Olivier Renault Librairie L’Arbre à Lettres (Paris 14e)

Sollers publie un nouveau roman, Médium (entre autres : un format de bouteille de champagne). Le lecteur pressé n’y verra que répétition ; j’y entends un art de la variation, à lire, en contrepoint, avec Fugues (Folio).
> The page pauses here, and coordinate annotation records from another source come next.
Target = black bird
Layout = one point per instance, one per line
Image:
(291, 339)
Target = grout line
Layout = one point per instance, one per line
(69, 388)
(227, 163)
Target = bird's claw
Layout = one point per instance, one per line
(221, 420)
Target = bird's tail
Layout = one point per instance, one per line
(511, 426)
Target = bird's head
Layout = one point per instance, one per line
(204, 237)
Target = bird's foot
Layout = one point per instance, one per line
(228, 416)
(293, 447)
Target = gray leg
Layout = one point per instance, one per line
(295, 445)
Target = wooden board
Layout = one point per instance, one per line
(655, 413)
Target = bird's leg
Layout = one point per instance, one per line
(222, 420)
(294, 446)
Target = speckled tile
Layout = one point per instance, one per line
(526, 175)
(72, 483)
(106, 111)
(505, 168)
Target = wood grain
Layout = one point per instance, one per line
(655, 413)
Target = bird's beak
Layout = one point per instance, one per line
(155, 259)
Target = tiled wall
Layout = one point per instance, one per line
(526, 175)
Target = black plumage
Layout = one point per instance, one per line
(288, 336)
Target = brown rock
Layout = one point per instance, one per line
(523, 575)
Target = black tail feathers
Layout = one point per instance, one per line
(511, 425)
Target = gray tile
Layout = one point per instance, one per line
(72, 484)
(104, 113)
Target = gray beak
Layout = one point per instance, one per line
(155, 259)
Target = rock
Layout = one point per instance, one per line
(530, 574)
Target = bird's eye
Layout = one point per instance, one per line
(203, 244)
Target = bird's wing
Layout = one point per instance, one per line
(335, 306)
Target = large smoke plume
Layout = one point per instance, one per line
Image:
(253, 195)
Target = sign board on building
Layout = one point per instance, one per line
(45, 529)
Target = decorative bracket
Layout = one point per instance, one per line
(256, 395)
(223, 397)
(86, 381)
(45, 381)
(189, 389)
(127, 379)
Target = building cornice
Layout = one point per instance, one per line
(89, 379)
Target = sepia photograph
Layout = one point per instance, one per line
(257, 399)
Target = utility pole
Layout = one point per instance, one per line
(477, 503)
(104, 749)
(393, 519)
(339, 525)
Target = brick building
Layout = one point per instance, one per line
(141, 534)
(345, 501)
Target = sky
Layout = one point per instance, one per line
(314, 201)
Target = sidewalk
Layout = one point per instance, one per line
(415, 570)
Un homme passe sa vie entre Paris et Venise, où il prend ses habitudes à la Riviera, restaurant situé près de la gare maritime, loin des touristes (pas de magasins). Il y mange, boit, lit, pense. Il est observé par Loretta, la petite-fille du propriétaire, intriguée par cet étrange « professore » silencieux. Il se nouera entre eux une relation amicale ou amoureuse à distance, quelle différence ? Une autre femme occupe sa vie vénitienne : Ada, dont l’ardeur se déploie dans les massages à domicile. Entre eux se noue une relation particulière basée sur l’efficacité physique et le silence. Il est à l’écoute, non de ses pulsions mais de ses sensations. L’unicité de l’individu, son eccéité, c’est ce fond même de sensations qui ne sauraient mentir. Apogée lorsque le verbe s’en mêle. « Il y a un corps dans le corps qui a sans cesse des choses à vous dire et à vous redire. On ne se lasse pas de cette musique, et, ici, il faut une partenaire pour savoir qui on est vraiment. » Il écoute, observe, boit, se drogue un peu, offre à son corps des propriétés de dilation, d’élation, de métamorphoses. Question de focale, il sait voir au plus près ce qui l’entoure tout en analysant notre monde contemporain, son bruit, sa déraison. Il écrit d’ailleurs un Manuel de contre-folie, petit bréviaire à l’usage des résistants qui veulent armer davantage leur système nerveux. Ses armes ? L’art de lire vraiment (activité de plus en plus rare) des grands textes, surtout français, que d’aucuns croient périmés par l’agitation affairiste et consumériste : Lautréamont, Saint-Simon, par exemple. S’obstine à écrire, en français, à la plume et à l’encre. Non par peur idiote de la technologie (ça n’est pas elle qui est folle, mais les hommes), mais par nécessité physique. Sur une autre longueur d’onde…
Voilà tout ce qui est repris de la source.